Miscellaneous (best when used with --procfilt)
cpu    cpu number
pid    process pid
thread total process threads (not counting main)


numobj    total number of slab objects
actobj    active slab objects
objsize   sizes of slab objects
numslab   number of slabs
objslab   number of objects in a slab
totsize   total memory sizes taken by slabs
totchg    change in memory sizes
totpct    percent change in memory sizes
name      slab names

Filtering information

Let’s say you are running multiple ASM disk groups in your system, but you are only interested in the performance of disk group DATA. The –sD flag will print all the information for all disks (LUNs) of the system. Collectl reports disks as the native devices and dm- devices. For multipathed devices you obviously want to look at the dm- device. You could use the multipath –ll command to map dm- device to WWIDs and your disks in the end. Let’s say you found out that the disks you need to look at are /dev/dm-{1,3,5,8} you could use the –dskfilt flag, which takes a perl regex. In my example, I could use the following command to check on those disks:

collectl -sD -c 1 --dskfilt "dm-(1\b|3\b|5\b|8\b)"
waiting for 1 second sample...

#          <---------reads---------><---------writes---------><--------averages--------> Pct
#Name       KBytes Merged  IOs Size  KBytes Merged  IOs Size  RWSize  QLen  Wait SvcTim Util
dm-1             0      0    0    0       0      0    0    0       0     0     0      0    0
dm-3             0      0    0    0       0      0    0    0       0     0     0      0    0
dm-5             0      0    0    0       0      0    1    1       0     0     0      0    0
dm-8             0      0    0    0       0      0    0    0       0     0     0      0    0

Note the “\b” boundary, which is my uneducated way to saying that the expression should match dm-1, but not 10, or anything else that extends beyond number one.

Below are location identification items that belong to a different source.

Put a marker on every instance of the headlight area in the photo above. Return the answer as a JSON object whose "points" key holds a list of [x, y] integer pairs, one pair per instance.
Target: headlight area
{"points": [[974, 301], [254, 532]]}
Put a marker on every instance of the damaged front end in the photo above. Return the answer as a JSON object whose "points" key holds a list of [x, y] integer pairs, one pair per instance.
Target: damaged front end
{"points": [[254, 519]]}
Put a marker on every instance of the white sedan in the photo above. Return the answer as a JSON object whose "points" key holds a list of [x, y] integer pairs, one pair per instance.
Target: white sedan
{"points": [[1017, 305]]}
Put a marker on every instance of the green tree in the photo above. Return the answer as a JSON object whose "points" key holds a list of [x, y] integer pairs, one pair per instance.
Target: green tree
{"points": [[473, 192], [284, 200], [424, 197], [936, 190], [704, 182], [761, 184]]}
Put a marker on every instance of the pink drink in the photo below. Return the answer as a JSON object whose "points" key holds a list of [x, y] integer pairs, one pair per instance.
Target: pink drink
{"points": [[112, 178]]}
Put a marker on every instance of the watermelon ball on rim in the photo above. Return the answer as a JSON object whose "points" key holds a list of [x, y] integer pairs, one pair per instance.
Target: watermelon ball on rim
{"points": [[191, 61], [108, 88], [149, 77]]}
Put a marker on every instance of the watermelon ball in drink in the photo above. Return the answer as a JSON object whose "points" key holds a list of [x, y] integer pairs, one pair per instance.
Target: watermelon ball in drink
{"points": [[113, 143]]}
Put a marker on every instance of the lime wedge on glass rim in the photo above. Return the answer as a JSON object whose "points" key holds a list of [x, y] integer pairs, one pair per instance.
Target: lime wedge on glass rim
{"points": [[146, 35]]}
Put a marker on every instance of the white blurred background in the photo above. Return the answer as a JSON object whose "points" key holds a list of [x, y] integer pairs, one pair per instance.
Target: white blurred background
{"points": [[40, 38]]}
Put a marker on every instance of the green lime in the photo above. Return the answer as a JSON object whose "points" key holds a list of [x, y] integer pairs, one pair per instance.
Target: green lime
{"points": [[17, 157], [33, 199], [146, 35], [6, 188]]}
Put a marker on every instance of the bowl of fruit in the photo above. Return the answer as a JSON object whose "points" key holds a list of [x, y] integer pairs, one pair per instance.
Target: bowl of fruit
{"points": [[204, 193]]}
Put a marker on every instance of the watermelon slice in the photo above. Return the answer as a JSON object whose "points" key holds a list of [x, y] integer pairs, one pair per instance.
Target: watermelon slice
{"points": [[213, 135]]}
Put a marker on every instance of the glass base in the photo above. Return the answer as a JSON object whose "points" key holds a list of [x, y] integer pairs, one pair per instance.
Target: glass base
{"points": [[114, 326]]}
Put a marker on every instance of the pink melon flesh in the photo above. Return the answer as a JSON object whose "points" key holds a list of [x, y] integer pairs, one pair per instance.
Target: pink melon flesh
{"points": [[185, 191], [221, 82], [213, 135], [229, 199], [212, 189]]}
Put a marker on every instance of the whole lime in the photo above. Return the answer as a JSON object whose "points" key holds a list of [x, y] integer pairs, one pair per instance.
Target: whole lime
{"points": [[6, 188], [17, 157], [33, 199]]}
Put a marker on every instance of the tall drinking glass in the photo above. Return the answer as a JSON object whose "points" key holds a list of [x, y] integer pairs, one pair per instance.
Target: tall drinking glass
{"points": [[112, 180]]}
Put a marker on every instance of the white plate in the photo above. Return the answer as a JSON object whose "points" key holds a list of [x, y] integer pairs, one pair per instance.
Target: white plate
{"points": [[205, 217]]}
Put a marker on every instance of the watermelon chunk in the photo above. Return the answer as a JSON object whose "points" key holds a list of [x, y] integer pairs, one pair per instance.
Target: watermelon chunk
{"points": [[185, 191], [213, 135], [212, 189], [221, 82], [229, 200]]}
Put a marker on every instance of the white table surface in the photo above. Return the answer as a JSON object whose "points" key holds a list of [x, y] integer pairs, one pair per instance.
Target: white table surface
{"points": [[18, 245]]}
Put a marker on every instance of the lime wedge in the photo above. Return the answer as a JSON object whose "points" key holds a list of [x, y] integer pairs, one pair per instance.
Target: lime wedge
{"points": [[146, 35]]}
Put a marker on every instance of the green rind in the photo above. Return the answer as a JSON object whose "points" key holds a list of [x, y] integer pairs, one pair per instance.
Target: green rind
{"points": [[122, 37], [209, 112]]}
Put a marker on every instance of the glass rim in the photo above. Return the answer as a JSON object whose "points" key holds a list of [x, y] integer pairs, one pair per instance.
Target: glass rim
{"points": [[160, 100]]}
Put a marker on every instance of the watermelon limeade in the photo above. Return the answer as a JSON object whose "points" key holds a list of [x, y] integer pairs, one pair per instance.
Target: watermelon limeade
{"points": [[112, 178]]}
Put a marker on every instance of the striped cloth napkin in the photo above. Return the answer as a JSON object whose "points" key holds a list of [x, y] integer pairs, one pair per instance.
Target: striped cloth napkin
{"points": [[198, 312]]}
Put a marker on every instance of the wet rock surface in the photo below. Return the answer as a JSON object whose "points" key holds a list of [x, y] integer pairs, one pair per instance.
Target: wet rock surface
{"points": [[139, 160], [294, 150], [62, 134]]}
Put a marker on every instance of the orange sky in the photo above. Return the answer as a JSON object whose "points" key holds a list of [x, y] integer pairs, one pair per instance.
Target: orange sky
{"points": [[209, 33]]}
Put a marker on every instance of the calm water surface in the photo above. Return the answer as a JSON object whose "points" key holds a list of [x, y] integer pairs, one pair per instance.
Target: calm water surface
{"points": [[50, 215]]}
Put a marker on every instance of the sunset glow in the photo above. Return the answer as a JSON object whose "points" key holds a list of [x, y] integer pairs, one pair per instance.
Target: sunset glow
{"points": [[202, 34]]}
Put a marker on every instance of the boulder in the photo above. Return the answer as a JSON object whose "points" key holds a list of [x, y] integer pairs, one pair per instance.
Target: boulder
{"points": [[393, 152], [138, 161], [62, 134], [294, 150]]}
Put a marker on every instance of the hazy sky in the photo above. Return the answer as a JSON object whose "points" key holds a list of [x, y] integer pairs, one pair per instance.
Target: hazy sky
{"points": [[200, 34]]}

Additional filters you can apply can be found in the output of collectl –showsubopts as well as in section subsystem options in the manpage.


Used correctly, collectl is the swiss army knife for system monitoring, the level of detail which can be gathered is breathtaking. Thanks Mark Seger! And aplogies for all the good stuff I’ve been missing!